Two examples probably isn't enough to call it "established practice", but it's two big examples at least: Both Google and Twitter use none. Or, if you want to see it this way, their modifier key for navigation is G.

To go to your Twitter "favorites" page, you hit G, then F. To go to your gmail drafts folder, hit G then D.

Non-navigation shortcuts also use simple letters; e.g. J for moving forward in a list (tweets, emails, etc.), K for moving backwards.*

* In my book, this is absolutely wrong. To me, "J" being to the left of "K" means "J" should be "previous" and "K" should be "next". However, doing it the other ways around seems to be the standard.

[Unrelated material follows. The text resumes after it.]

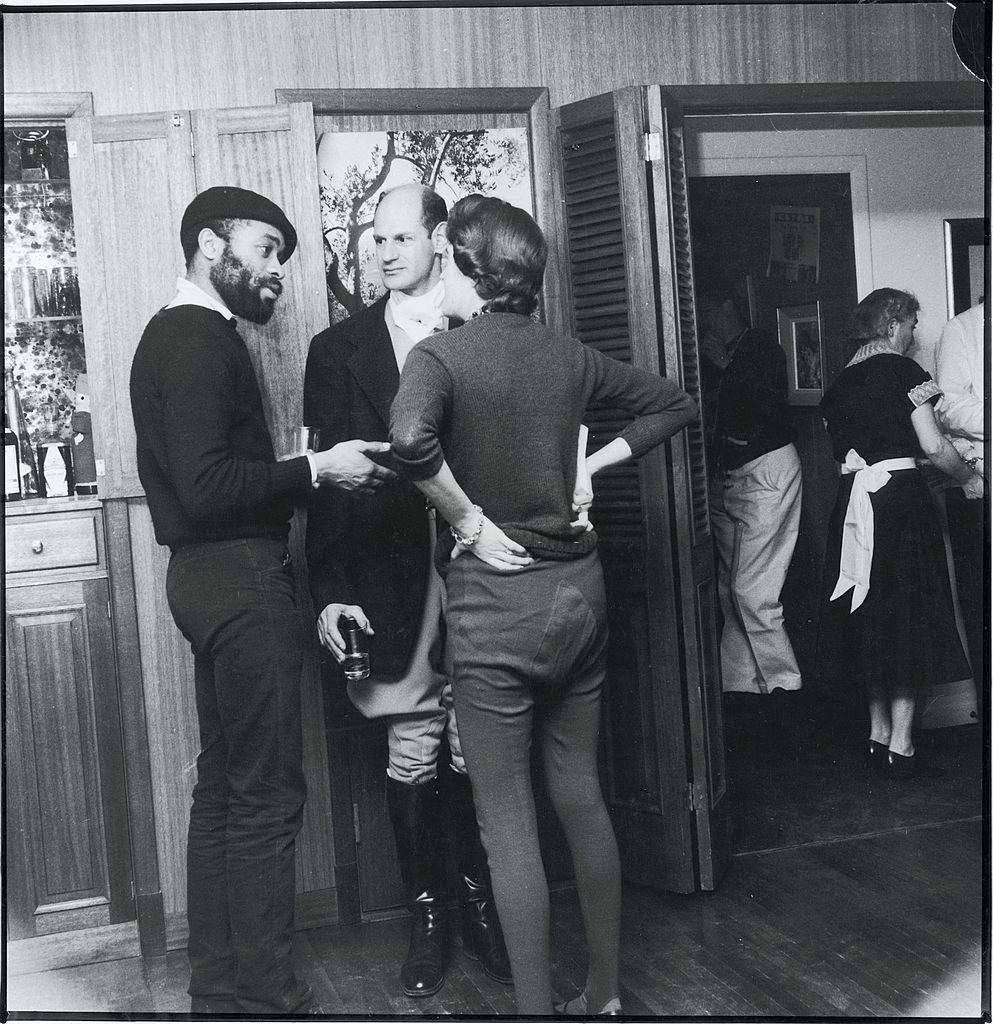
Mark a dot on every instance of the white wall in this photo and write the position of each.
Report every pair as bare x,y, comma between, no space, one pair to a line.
915,177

Neither of the two use a "real" modifier key at all. We're also starting to look at keyboard shortcuts for the Stack Exchange sites, and we're likely to do the same thing. Two more reasons I see for not using a modifier key at all:


Less likely to trip over something that's already in use. Any combination of Ctrl, Alt, Meta, Command, Shift with a letter is probably already taken by some operating system, window manager, browser, browser plugin, or Greasemonkey script. Letter-only? Not so much.
Easier to use. "Press Ctrl-Alt-Q to open the Foo tab, then Meta-Shift-F12 for execute the Bar action" – that doesn't make my life easier/faster, which is whole purpose of keyboard shortcuts.


On the other hand, here are two caveats to consider:


You'll obviously have to ignore the keystrokes when they happen while the user is typing in a text box. This isn't a technical problem, but it means that the user can't use the shortcuts then.

If, say, your page auto-focuses the search box, or your web app is very text entry heavy, this may pose an issue.
You may want to think about enabling/disabling. Keyboard shortcuts are a power user feature; a "normal" user may be surprised when they accidentally trigger a keyboard shortcut (obviously a modifier key would make this less likely).

Gmail for example has keyboard shortcuts turned off by default, with the exception of ? which (naturally) shows the keyboard shortcut help – including a link to enable/disable shortcuts. I think keyboard shortcuts are an area where you can say it's okay to make it a setting (user preferences is something we generally try to avoid on the Stack Exchange sites), and Google's solution for this seems nice for this.

But "off by default" obviously does hide discoverability, which may or may not be an issue.


– but all things considered, "no modifier key" at all seems like a good solution to me.